One research paper Rich worked on from the Cleveland Fed found that people don’t think their wages will keep up with expected inflation. “If people change their inflation expectations, then what they report to us is they think that for every percentage point that expected inflation goes up, they would only expect a 20 percent commensurate increase in their wages,” he said.
When people do get a raise or find a better-paying job, they often don’t attribute it to forces in the greater economy. They see it as a reflection of their own productivity and merits, their hard work paying off, not of macroeconomic conditions.
Basically, if I get a raise at work, I think it’s because I’m awesome. That may be partly true, but that’s not all that’s going on — it’s also that the labor market is tight and wages broadly are going up. My current employer doesn’t want to lose me, and my future employer would have to pay me a little more to lure me away.
While many people see their employment situations (good or bad) as something they’ve earned, they see inflation as something that’s happening to them and that it’s the government’s fault. “The reality is inflation takes away and it gives back. It takes away, prices go up, and it gives back, wages catch up,” said Justin Wolfers, an economist at the University of Michigan. “But you code what it takes away as inflation’s fault but what it gives back as your own genius.”

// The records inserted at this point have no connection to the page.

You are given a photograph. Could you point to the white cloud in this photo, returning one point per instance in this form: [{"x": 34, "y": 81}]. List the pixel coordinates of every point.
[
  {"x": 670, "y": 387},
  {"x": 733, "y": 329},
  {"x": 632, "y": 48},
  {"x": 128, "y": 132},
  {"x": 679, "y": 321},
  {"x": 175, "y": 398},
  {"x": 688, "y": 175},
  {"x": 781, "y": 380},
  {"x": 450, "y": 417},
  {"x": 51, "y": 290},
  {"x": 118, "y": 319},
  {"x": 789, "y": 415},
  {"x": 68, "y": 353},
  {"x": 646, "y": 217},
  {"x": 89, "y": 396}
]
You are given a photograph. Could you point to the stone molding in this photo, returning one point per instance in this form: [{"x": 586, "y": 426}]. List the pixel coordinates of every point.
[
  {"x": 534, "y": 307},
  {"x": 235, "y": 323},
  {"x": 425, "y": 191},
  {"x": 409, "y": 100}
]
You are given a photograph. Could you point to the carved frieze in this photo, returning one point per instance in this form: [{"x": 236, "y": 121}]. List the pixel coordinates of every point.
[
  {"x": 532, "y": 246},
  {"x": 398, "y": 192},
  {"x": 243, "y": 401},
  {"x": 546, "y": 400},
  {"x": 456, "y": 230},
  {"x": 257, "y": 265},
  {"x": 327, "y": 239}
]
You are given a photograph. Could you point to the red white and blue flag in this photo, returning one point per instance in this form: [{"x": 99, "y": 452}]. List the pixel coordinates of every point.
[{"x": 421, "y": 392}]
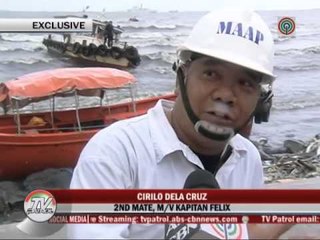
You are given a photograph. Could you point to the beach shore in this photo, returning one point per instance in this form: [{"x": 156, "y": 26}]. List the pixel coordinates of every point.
[{"x": 10, "y": 231}]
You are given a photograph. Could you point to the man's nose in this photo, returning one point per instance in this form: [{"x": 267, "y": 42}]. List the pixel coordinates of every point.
[{"x": 225, "y": 93}]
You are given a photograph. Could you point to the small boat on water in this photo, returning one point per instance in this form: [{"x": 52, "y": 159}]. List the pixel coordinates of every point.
[
  {"x": 33, "y": 140},
  {"x": 90, "y": 50}
]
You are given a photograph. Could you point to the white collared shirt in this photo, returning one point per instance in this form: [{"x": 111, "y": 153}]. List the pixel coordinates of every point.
[{"x": 145, "y": 153}]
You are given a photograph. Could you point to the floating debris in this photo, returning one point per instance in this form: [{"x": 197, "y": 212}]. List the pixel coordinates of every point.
[{"x": 301, "y": 160}]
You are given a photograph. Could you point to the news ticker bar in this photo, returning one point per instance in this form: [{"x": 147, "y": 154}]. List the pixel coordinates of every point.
[
  {"x": 181, "y": 219},
  {"x": 200, "y": 208},
  {"x": 46, "y": 25},
  {"x": 245, "y": 196}
]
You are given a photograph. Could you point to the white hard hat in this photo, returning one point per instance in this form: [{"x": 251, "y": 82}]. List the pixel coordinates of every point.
[{"x": 237, "y": 36}]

Overall, people do just seem angrier at inflation than they are happy about jobs. A recent Blueprint/YouGov poll found that 64 percent of registered voters would most like to see lower prices on goods, services, and gas improved in the economy, compared to 20 percent who wanted higher wages, 9 percent who wanted lower interest rates, and just 7 percent who wanted more jobs.

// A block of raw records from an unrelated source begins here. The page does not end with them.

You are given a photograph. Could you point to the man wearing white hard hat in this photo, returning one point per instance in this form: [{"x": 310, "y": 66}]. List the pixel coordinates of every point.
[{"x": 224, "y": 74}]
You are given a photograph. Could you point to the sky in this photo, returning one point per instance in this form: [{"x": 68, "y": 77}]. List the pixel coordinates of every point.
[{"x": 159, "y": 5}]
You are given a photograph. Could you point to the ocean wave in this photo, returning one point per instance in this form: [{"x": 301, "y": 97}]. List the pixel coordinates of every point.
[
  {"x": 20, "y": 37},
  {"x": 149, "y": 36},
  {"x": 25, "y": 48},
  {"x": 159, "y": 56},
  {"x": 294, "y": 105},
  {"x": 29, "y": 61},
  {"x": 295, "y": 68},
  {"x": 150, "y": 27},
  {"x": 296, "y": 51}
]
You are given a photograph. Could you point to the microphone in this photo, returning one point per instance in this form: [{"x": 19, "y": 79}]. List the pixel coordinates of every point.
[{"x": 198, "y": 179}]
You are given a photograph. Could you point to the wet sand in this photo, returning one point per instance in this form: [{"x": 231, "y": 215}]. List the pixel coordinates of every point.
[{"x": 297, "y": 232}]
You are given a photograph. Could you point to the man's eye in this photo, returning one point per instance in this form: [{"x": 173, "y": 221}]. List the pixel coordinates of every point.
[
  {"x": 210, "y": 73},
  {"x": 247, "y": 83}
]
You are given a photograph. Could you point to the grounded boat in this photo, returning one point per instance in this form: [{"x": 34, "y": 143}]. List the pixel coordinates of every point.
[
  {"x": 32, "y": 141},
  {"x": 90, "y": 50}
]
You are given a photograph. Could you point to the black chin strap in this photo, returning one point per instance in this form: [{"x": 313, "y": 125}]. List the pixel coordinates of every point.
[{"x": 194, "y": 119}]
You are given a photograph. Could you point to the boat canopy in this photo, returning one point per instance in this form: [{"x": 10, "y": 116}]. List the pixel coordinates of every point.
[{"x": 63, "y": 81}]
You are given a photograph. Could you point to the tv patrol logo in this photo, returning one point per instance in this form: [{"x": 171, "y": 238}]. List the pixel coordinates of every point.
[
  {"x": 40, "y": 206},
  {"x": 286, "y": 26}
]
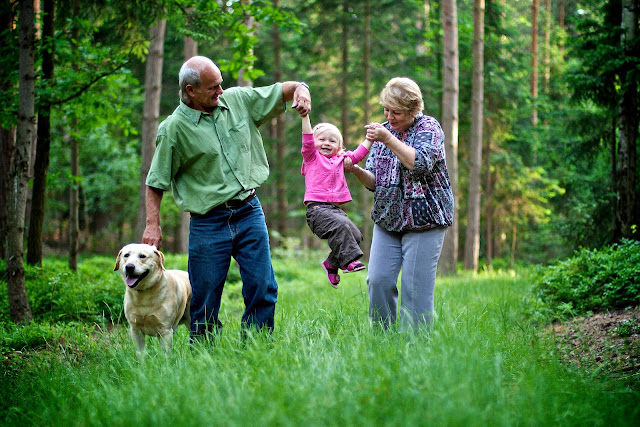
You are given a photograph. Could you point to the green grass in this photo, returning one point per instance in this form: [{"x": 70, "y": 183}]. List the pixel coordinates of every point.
[{"x": 483, "y": 363}]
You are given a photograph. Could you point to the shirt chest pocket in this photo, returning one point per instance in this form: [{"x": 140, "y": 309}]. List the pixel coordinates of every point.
[{"x": 240, "y": 135}]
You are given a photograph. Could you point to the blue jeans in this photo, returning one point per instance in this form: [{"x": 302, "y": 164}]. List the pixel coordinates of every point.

The rate of inflation really is slowing (and, if all goes well, will continue to do so), and the disorienting nature of what’s happened in the economy over the past few years will likely fade. Post-pandemic prices will eventually feel normal, and post-pandemic wages should make those prices more feasible — or at least not significantly less feasible than they were before. Sooner or later, sticker shock will feel a little less shocking.